In our previous posts regarding Canada, we discussed the numerous changes in immigration laws and regulations being implemented in the country.  As seems to be the theme with many countries around the world, including the United States, Canada has taken steps to increase its focus on immigration compliance across major industries and implemented measures designed to make travel to the country for work purposes more difficult.  As such, Employers and their foreign nationals should be aware of the following major trends:

  • Express Entry Permanent Residence Program.  As discussed in our prior post, applicants falling under certain categories may participate in an Express Entry program that is completed in six months compared to the current normal process of one to two years.  Employers and foreign nationals may determine eligibility based on criteria such as education, language proficiency, skills and work experience.

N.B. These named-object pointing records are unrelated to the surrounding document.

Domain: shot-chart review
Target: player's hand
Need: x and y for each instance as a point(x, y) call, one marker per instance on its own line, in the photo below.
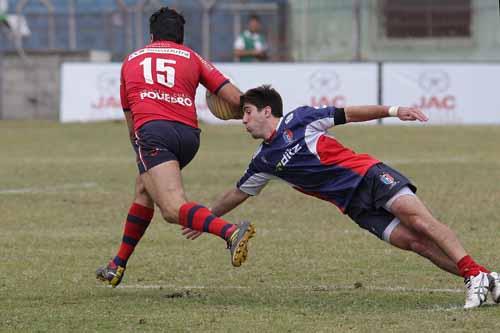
point(190, 233)
point(411, 113)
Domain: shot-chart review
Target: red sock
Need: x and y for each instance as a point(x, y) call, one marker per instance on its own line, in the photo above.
point(468, 267)
point(200, 218)
point(137, 222)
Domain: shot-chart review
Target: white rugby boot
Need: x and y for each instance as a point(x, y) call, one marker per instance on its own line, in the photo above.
point(494, 278)
point(477, 288)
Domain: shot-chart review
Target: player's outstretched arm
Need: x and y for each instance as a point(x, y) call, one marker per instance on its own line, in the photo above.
point(227, 202)
point(371, 112)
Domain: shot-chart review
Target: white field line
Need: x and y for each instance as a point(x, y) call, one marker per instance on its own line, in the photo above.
point(310, 288)
point(48, 189)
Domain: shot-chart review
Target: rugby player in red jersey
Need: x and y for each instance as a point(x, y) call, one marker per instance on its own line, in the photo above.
point(297, 149)
point(158, 86)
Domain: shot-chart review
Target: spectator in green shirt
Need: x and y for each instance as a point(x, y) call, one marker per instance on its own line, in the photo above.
point(250, 46)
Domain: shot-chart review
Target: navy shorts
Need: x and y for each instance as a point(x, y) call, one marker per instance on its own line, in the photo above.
point(366, 207)
point(159, 141)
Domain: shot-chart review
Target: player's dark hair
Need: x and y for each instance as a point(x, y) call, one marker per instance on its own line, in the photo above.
point(264, 96)
point(167, 24)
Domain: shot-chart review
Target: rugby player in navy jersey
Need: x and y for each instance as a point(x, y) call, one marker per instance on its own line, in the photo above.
point(297, 149)
point(158, 86)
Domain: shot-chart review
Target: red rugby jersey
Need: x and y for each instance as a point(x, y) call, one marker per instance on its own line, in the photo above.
point(159, 81)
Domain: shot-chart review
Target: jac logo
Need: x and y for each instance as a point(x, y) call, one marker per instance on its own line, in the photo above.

  • Changes to Temporary Foreign Worker Program.  The Canadian government implemented long awaited reforms to the Temporary Foreign Worker Program this year.  Much like the trends in many other countries, the reforms increase the government’s enforcement powers and aim to increase employment opportunities for local Canadian nationals by putting requirements into place that ensure Canadian workers are shown preference for certain types of jobs.  The reforms include changes in the screening mechanisms used to evaluate applicants for positions being offered to foreign workers.  These mechanisms are enforced through the new Labor Market Impact Assessment (LMIA), which replaced the Labor Market Opinion.  In addition, the fees have substantially increased from CAD 275 to CAD 1000.  The reforms also increase penalties for non-compliance with immigration regulations and employers can anticipate more enforcement by the government.  Specifically, about twenty five percent of businesses will be inspected per year to ensure compliance.  Penalties for non-compliance include imprisonment, fines, and the company being blacklisted from future immigration benefits and programs.
  • Work permit extensions and LMIA requirements.  Despite indications earlier in the year that employers seeking to extend work authorization for certain foreign nationals would require approved Labor Market Impact Assessments, the Canadian government introduced more flexible measures for work permit extension processes.  In particular, foreign nationals with work permits expiring within two weeks may submit applications to extend their work authorization with proof that an LMIA application is pending.  With sufficient proof, the Canadian government will keep the case open for two months while awaiting a decision on the pending LMIA.  Although this practice allows employers more flexibility to extend work authorization for individuals requiring LMIAs, it is still important to keep filing dates and timelines in mind when initiating extension processes as LMIAs that are still pending after a case is held open for two months will result in the work permit extension being denied.
  • Increased restrictions on Intracompany Transferees with Specialized Knowledge.  In June, the Canadian government introduced stricter requirements for foreign nationals seeking to enter Canada as Intracompany Transferrees with specialized knowledge.  Specifically, the government requires the foreign nationals applying under this category to have uncommon and unique knowledge to qualify as “specialized”.  In addition, individuals seeking to enter under this category will now need to demonstrate both advanced expertise and a high degree of proprietary knowledge.  As a result of these changes, employers and foreign nationals should be prepared to provide additional evidence to meet the heightened standards, and demonstrate the foreign national’s specialized knowledge as well as the company’s need for their skills.